Subnational mapping of under-5 and neonatal mortality trends in India: the Global Burden of Disease Study 2000-17

Collaborators

Subnational mapping of under-5 and neonatal mortality trends in India: the Global Burden of Disease Study 2000-17

India State-Level Disease Burden Initiative Child Mortality Collaborators. Lancet. .

Abstract

Background: India has made substantial progress in improving child survival over the past few decades, but a comprehensive understanding of child mortality trends at disaggregated geographical levels is not available. We present a detailed analysis of subnational trends of child mortality to inform efforts aimed at meeting the India National Health Policy (NHP) and Sustainable Development Goal (SDG) targets for child mortality.

Methods: We assessed the under-5 mortality rate (U5MR) and neonatal mortality rate (NMR) from 2000 to 2017 in 5 × 5 km grids across India, and for the districts and states of India, using all accessible data from various sources including surveys with subnational geographical information. The 31 states and groups of union territories were categorised into three groups using their Socio-demographic Index (SDI) level, calculated as part of the Global Burden of Diseases, Injuries, and Risk Factors Study on the basis of per-capita income, mean education, and total fertility rate in women younger than 25 years. Inequality between districts within the states was assessed using the coefficient of variation. We projected U5MR and NMR for the states and districts up to 2025 and 2030 on the basis of the trends from 2000 to 2017 and compared these projections with the NHP 2025 and SDG 2030 targets for U5MR (23 deaths and 25 deaths per 1000 livebirths, respectively) and NMR (16 deaths and 12 deaths per 1000 livebirths, respectively). We assessed the causes of child death and the contribution of risk factors to child deaths at the state level.

Findings: U5MR in India decreased from 83·1 (95% uncertainty interval [UI] 76·7-90·1) in 2000 to 42·4 (36·5-50·0) per 1000 livebirths in 2017, and NMR from 38·0 (34·2-41·6) to 23·5 (20·1-27·8) per 1000 livebirths.
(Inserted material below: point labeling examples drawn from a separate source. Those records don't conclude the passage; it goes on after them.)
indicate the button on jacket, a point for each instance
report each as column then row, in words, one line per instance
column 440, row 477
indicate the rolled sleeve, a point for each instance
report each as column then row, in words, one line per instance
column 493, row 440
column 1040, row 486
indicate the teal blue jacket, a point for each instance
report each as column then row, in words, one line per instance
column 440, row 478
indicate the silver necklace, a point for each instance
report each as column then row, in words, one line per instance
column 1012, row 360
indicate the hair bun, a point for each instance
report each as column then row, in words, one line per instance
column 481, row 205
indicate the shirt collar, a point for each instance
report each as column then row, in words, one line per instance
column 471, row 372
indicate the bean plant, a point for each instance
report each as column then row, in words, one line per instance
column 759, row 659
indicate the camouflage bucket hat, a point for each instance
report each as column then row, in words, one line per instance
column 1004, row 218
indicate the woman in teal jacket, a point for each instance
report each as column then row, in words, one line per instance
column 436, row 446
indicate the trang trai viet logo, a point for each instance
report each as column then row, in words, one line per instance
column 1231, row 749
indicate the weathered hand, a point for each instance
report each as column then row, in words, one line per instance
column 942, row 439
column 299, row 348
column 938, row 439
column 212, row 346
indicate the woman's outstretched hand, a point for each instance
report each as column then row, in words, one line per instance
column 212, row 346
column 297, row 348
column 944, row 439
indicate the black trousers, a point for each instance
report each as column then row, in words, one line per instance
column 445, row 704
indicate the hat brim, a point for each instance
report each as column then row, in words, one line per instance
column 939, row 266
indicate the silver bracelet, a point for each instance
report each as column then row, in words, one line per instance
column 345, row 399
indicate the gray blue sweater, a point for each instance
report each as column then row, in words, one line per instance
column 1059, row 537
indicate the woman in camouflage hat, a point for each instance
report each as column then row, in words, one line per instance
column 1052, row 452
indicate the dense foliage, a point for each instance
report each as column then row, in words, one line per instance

U5MR varied 5·7 times between the states of India and 10·5 times between the 723 districts of India in 2017, whereas NMR varied 4·5 times and 8·0 times, respectively. In the low SDI states, 275 (88%) districts had a U5MR of 40 or more per 1000 livebirths and 291 (93%) districts had an NMR of 20 or more per 1000 livebirths in 2017. The annual rate of change from 2010 to 2017 varied among the districts from a 9·02% (95% UI 6·30-11·63) reduction to no significant change for U5MR and from an 8·05% (95% UI 5·34-10·74) reduction to no significant change for NMR. Inequality between districts within the states increased from 2000 to 2017 in 23 of the 31 states for U5MR and in 24 states for NMR, with the largest increases in Odisha and Assam among the low SDI states. If the trends observed up to 2017 were to continue, India would meet the SDG 2030 U5MR target but not the SDG 2030 NMR target or either of the NHP 2025 targets. To reach the SDG 2030 targets individually, 246 (34%) districts for U5MR and 430 (59%) districts for NMR would need a higher rate of improvement than they had up to 2017. For all major causes of under-5 death in India, the death rate decreased between 2000 and 2017, with the highest decline for infectious diseases, intermediate decline for neonatal disorders, and the smallest decline for congenital birth defects, although the magnitude of decline varied widely between the states. Child and maternal malnutrition was the predominant risk factor, to which 68·2% (65·8-70·7) of under-5 deaths and 83·0% (80·6-85·0) of neonatal deaths in India could be attributed in 2017; 10·8% (9·1-12·4) of under-5 deaths could be attributed to unsafe water and sanitation and 8·8% (7·0-10·3) to air pollution.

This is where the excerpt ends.